This project addresses the challenges in the lending industry by creating an end-to-end data pipeline for processing and analyzing lending club data. It enables financial institutions to:
- ✅ Process and clean large volumes of lending data for analysis
- ✅ Identify patterns in loan defaults and repayments
- ✅ Create risk profiles for borrowers
- ✅ Generate loan scores to assess the quality of loans
- ✅ Provide actionable insights through analytics dashboards
The platform helps lending institutions make better-informed decisions, reduce default risks, and optimize their lending strategies through data-driven insights.
This project is fully developed in the Google Cloud Platform (GCP) with Infrastructure as Code (IaC) principles using:
| Component | Purpose |
|---|---|
| Google Cloud Storage (GCS) | Data lake for raw and processed data |
| Google Dataproc | Managed Spark service for data processing |
| BigQuery | Data warehouse |
| Metabase | Data visualization and dashboards |
| Terraform | Infrastructure as Code for reproducible environments |
| Kestra | Workflow Orchestration |
| Docker | Containers |
The project implements a comprehensive batch data processing pipeline with:
- Data ingestion from source to GCS data lake
- Multiple transformation steps with dependencies
- Orchestrated workflow using Kestra
The data pipeline is structured as a sequence of PySpark jobs:
Each step is a PySpark job submitted to Dataproc with appropriate dependencies using Kestra orchestrator.
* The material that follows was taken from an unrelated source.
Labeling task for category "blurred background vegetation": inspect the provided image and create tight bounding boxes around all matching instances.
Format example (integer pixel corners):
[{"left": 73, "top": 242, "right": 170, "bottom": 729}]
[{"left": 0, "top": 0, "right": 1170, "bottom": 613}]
- Tables are partitioned by date fields (e.g., loan issue date)
- Clustered by frequently queried fields (e.g., member_id, loan_status)
- Star schema design with fact and dimension tables for efficient querying
This structure optimizes query performance for the analytics use cases, reducing query costs and improving response time.
The project uses Spark for comprehensive data transformations:
- Data cleaning and normalization
- Feature engineering for analytics
- Complex aggregations and calculations
- Creation of unified views for analytics
PySpark scripts handle all transformations with a focus on scalability and performance.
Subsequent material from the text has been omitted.